Halcyon Days of Ocean House

For nineteen years he gave this splendid hotel his best attention with the result that it grew and flourished to such an extent that it was considered the best summer hotel in all New England. In 1911 the Boston Globe had a feature story on Mr. Yeaton who was then 90 years old. In his interview with the Globe reporter, the old gentleman reminisces about his halcyon days as the owner of the famous Ocean House at Hampton. From his own lips we learn the following interesting facts: "The Ocean House could accommodate 200 to 250 guests. I had a fine stable, including 20 'let-horses' and had a big old-fashioned stage coach to carry the guests to and from the station. In those days, we charged fifty cents one way; now (1911) you can cover the same distance on the electric cars for 5 cents.

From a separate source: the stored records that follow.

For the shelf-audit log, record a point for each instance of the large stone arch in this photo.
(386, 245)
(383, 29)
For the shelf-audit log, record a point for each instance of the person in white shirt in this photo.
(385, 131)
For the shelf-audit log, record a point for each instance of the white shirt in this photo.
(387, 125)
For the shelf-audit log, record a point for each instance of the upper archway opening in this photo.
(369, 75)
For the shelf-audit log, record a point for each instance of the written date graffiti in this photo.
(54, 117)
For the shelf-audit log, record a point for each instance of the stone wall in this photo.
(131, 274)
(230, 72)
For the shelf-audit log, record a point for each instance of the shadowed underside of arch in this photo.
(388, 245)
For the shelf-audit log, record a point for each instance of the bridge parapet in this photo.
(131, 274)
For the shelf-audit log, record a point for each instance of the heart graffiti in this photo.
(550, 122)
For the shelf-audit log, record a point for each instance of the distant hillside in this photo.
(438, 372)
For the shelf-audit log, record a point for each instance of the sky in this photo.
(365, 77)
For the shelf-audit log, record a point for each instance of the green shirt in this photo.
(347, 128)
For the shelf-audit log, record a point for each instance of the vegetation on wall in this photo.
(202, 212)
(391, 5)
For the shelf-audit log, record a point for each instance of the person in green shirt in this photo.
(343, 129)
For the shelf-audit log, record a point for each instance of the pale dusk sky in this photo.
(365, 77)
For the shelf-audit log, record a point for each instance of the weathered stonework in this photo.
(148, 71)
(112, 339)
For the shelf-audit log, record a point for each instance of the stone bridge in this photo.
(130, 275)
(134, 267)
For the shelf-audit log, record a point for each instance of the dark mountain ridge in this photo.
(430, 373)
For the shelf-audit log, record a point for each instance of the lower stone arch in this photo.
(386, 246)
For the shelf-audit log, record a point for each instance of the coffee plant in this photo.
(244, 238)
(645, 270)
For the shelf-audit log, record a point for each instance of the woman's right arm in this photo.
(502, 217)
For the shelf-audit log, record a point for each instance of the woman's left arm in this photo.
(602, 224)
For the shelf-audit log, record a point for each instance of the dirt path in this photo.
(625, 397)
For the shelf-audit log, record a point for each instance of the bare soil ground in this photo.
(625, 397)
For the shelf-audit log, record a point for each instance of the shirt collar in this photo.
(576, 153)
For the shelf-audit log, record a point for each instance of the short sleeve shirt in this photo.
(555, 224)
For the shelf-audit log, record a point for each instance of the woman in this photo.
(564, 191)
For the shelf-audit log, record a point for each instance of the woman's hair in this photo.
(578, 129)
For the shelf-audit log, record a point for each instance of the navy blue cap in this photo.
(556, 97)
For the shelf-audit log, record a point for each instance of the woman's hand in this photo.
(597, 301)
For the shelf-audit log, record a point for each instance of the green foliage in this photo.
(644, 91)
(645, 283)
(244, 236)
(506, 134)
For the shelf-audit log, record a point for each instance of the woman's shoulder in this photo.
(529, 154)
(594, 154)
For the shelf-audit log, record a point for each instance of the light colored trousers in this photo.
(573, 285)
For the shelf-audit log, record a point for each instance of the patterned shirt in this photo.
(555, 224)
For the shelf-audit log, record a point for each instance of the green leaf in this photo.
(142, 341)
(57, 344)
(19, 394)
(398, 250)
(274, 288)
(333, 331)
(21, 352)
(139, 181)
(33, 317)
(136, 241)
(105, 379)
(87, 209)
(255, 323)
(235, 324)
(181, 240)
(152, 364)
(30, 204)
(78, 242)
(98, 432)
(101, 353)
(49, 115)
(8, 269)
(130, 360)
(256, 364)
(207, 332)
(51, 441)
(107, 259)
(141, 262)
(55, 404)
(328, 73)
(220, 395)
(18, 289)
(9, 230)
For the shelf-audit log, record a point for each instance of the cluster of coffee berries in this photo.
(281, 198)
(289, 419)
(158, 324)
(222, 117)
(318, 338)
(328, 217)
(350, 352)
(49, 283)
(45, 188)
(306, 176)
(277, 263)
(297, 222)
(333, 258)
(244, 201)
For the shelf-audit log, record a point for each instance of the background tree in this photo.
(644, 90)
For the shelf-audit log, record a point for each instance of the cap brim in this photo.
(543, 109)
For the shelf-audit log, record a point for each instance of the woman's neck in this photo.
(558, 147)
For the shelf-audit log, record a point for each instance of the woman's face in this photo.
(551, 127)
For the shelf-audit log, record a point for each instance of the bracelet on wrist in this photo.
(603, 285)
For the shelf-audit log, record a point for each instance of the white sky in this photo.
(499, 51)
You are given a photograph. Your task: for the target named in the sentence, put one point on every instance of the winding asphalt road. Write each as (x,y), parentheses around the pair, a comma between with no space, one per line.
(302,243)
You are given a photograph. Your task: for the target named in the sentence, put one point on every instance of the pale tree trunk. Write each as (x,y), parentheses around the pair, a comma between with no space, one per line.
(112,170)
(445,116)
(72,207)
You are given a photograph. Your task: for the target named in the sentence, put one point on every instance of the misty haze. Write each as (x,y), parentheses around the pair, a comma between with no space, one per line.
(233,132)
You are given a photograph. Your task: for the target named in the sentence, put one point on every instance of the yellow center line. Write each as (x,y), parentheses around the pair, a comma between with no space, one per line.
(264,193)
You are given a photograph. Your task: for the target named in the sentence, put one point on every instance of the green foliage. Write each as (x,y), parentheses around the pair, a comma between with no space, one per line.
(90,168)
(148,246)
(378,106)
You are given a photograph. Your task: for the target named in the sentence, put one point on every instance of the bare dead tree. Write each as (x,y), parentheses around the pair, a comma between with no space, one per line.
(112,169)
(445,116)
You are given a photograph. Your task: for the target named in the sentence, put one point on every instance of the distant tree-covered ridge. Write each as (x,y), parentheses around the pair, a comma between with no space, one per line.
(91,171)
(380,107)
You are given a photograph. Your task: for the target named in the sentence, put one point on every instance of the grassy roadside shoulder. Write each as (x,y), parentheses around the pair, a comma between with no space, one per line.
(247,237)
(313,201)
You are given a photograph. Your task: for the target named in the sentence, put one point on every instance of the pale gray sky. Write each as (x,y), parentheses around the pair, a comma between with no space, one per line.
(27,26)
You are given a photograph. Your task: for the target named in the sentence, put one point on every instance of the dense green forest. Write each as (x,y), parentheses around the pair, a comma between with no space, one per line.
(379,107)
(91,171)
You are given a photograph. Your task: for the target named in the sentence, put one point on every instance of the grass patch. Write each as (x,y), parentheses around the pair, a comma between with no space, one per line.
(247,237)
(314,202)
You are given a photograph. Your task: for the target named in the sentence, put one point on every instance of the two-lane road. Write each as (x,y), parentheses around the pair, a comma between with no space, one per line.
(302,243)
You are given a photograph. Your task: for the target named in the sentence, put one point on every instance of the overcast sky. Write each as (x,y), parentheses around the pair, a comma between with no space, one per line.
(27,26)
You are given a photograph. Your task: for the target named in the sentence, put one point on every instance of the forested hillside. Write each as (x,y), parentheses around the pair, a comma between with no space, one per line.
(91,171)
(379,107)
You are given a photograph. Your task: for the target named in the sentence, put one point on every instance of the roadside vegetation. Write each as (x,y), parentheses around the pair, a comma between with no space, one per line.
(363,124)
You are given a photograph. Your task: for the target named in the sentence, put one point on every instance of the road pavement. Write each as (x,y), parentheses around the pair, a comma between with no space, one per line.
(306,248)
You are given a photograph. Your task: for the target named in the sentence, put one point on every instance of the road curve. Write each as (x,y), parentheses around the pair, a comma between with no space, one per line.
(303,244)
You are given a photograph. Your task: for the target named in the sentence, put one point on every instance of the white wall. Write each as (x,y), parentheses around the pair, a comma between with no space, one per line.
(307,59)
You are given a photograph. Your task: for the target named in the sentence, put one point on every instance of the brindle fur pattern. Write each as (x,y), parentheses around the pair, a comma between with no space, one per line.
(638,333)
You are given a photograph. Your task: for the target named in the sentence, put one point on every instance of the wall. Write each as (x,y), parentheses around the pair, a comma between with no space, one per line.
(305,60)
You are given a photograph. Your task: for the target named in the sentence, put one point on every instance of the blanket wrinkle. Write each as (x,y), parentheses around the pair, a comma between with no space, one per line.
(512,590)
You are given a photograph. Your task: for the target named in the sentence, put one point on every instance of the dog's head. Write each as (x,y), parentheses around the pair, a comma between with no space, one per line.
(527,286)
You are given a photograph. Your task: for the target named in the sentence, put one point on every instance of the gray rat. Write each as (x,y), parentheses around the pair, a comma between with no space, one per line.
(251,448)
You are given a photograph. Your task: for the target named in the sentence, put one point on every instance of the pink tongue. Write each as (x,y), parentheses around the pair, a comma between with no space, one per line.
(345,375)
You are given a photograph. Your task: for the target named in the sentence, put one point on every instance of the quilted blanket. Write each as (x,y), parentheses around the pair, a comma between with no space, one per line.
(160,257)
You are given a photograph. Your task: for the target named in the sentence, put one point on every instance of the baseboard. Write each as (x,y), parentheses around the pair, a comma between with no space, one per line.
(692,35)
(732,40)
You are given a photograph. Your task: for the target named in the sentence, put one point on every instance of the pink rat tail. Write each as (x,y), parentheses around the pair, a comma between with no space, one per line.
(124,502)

"For sports, the guests used to play croquet and I also had a bowling alley and billiard table. Bathing and horse-back riding were popular also. Coaching parties were frequent and there was good fishing and yachting.

Lobsters, Cent A Pound

"You know how popular lobsters are now? Well, remember a Capt. John Perkins of Hampton who used to catch lobsters off the ho tell, bring them by wheelbarrow and boil them. Capt. Perkins used to say that a lobster was not fit to eat the day after it was caught, but I suppose the absence of ice had something to do with that view. I used to buy them at a cent or a cent and a half per pound."

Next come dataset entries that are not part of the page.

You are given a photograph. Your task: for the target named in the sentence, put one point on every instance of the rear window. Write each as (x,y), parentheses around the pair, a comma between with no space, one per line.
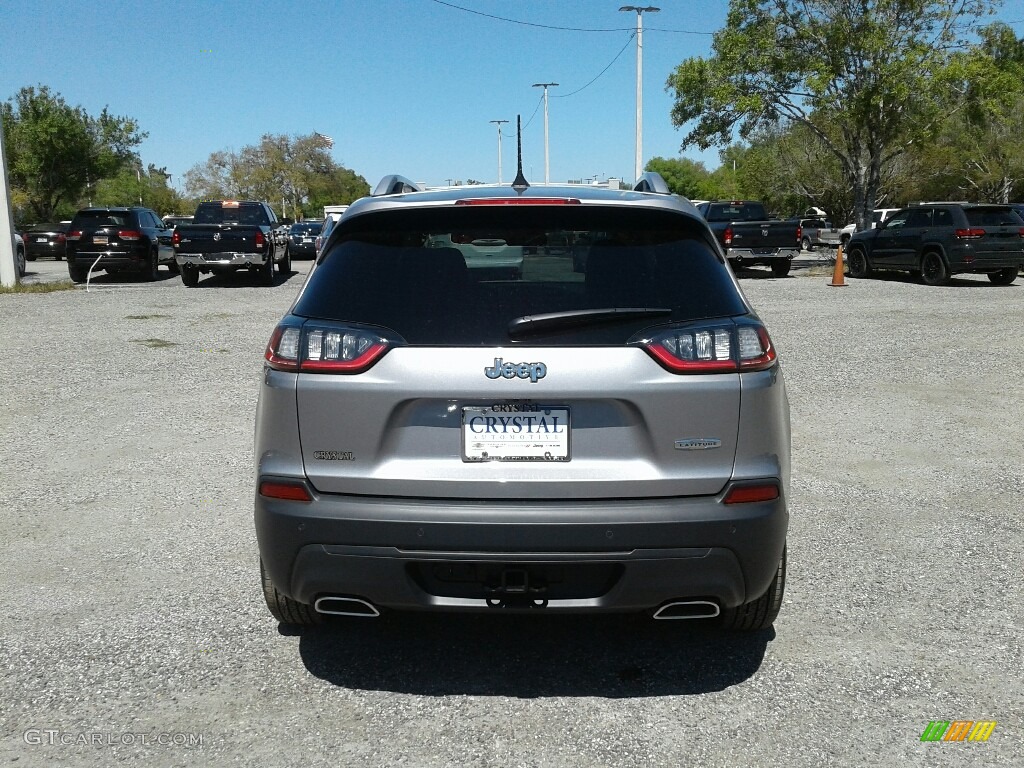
(47,228)
(459,275)
(992,216)
(87,219)
(735,212)
(241,213)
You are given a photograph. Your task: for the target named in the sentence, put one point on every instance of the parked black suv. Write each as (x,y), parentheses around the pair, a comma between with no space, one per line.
(935,241)
(117,240)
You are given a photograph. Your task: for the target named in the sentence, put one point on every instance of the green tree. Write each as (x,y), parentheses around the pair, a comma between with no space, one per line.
(292,173)
(870,66)
(137,186)
(54,150)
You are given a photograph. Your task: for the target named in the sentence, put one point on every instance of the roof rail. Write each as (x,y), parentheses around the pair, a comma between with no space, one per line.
(651,181)
(395,184)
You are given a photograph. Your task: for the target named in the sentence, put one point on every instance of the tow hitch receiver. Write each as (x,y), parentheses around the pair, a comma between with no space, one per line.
(516,590)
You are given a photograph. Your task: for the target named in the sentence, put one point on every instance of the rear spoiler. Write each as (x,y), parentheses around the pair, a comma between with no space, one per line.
(394,184)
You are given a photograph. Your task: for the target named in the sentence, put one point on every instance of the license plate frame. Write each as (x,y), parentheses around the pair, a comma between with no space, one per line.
(516,432)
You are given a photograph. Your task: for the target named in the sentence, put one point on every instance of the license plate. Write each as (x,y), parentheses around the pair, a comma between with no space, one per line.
(515,433)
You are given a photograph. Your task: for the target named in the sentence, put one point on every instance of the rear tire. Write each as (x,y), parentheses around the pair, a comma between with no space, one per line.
(152,273)
(759,613)
(266,271)
(1004,276)
(284,608)
(857,263)
(933,269)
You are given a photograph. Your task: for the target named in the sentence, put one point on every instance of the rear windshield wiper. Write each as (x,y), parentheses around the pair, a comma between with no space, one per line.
(532,324)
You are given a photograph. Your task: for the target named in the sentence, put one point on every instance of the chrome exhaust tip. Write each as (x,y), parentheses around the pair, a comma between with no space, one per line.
(687,609)
(345,606)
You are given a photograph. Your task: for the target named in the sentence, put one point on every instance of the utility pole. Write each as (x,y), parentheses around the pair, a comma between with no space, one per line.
(638,166)
(547,167)
(8,270)
(499,124)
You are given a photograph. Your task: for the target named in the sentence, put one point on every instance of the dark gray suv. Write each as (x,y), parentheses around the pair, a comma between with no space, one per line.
(935,241)
(437,432)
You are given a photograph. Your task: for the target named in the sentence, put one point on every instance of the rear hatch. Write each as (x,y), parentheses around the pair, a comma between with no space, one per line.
(216,239)
(224,226)
(994,236)
(535,387)
(102,230)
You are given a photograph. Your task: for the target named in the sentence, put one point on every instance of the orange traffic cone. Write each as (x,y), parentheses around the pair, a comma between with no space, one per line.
(838,281)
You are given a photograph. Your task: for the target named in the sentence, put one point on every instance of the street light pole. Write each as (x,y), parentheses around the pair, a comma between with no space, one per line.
(499,124)
(638,166)
(547,167)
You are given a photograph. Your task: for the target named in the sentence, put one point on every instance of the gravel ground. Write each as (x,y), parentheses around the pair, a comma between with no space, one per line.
(133,626)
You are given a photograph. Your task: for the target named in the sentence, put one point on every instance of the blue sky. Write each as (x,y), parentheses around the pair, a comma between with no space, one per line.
(402,86)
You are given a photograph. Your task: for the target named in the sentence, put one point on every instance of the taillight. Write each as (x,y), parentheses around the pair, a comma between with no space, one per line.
(749,494)
(292,492)
(324,349)
(713,349)
(969,233)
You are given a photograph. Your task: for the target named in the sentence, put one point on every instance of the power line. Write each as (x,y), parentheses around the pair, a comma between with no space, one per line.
(566,95)
(562,29)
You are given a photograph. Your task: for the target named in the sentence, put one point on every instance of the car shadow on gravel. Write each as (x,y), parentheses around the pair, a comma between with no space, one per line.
(126,278)
(529,656)
(244,279)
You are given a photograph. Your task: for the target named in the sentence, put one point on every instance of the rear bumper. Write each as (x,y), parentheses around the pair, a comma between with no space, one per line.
(742,256)
(574,556)
(220,259)
(135,258)
(302,249)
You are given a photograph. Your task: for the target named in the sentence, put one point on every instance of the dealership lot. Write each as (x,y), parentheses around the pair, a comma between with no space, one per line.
(133,605)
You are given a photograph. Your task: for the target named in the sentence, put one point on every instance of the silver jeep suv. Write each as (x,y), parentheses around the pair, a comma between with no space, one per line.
(435,432)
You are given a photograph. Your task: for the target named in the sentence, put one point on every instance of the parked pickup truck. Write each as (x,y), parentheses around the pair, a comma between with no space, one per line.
(750,238)
(229,235)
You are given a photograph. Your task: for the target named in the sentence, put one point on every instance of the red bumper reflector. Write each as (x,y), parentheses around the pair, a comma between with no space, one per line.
(749,494)
(291,492)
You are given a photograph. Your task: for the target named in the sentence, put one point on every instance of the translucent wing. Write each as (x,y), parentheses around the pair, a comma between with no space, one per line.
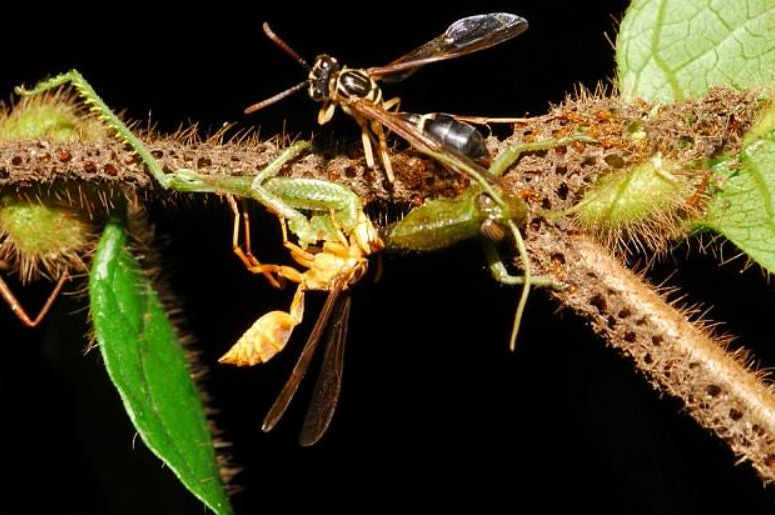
(289,390)
(329,383)
(463,37)
(398,123)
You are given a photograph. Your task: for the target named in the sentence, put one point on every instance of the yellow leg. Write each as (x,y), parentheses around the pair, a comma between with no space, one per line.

Then the old gentleman went on to tell about the fire in 1885, saying, "That was a big loss to me, for I had a fine livery and horses and carriages came high in those days." After his loss at Hampton, Mr. Yeaton ran the New Winthrop at Winthrop, Mass., the Westport, at Westport, Mass., and the Lake Pleasant House near Greenfield, Mass. He retired at the age of 85 and lived the last years of his life in Blackstone Square, South Boston.

Hampton to Bar Harbor

As the owner-manager of our town's original Ocean House, host Yeaton entertained the wealthiest people of New York, Boston and other large cities. In his Globe interview, he tells of a "Mrs. Eldridge of Boston, said to have been worth $2,000,000 who paid as high as $25 a day for her vacations with me. Others who came to me were the Merriams of Springfield, Charles Pratt of Standard Oil and many prominent Catholic priests."

So, with the destruction of this hotel and many cottages north of it in the first great beach conflagration, in 1885, there came to an end an epoch in Hampton Beach ;hotel history that most of us never knew anything about or, for that matter, ever heard about.

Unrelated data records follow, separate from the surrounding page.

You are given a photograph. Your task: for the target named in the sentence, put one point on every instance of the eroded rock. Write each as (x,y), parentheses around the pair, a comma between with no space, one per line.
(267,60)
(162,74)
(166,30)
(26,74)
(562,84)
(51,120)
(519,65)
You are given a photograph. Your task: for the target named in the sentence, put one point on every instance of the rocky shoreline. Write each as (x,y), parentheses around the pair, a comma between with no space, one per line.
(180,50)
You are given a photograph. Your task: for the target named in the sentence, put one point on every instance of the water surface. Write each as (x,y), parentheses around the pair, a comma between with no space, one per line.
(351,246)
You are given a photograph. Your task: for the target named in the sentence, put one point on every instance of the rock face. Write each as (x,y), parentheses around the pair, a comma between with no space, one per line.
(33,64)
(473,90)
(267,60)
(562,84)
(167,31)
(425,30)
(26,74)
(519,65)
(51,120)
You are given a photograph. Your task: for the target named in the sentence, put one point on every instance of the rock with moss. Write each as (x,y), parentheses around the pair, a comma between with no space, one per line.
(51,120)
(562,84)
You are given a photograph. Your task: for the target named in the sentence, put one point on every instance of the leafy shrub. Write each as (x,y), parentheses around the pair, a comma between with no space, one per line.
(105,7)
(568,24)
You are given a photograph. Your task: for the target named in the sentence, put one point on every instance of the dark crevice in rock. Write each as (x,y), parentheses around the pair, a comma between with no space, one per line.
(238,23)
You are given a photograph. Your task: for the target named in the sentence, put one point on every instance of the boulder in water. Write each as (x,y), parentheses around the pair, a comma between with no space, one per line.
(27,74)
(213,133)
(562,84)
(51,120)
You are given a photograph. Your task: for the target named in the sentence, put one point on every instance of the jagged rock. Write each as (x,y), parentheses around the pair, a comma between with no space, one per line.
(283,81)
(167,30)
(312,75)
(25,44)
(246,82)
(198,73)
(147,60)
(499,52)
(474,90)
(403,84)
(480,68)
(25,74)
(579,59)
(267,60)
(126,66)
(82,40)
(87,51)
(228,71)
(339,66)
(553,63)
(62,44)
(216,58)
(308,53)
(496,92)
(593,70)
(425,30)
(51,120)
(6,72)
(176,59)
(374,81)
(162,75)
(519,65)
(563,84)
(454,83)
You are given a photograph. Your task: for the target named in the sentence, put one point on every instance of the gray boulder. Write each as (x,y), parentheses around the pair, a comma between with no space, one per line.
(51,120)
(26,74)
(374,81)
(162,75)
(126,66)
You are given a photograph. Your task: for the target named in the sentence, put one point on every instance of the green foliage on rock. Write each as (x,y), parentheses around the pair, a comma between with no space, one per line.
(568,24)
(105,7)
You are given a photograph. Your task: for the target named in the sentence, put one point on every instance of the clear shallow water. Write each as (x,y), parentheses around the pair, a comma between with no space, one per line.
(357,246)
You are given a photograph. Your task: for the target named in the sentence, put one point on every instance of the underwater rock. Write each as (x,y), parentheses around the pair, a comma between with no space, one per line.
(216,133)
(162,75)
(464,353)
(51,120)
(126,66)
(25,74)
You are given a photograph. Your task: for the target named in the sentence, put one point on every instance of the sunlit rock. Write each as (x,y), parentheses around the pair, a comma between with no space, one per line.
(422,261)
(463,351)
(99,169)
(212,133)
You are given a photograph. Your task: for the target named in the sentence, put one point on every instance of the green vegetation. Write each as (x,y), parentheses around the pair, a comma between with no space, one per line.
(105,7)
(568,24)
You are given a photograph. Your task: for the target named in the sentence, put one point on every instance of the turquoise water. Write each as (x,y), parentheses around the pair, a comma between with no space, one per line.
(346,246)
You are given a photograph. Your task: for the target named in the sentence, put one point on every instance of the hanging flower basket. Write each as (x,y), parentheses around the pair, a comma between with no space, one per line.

The Eldridges, the Merriams and the Pratts and others of their ilk began to patronize Bar Harbor which was just beginning to become famous after our town's beach had been catering to the elite for over sixty years. With the great fire of 1885, a new cycle began in the development of our beach which witnessed the gradual decline of the big, luxury hotels of that era and the beginning of the era of trolley and motor car transportation with all the attendant changes in the recreational business.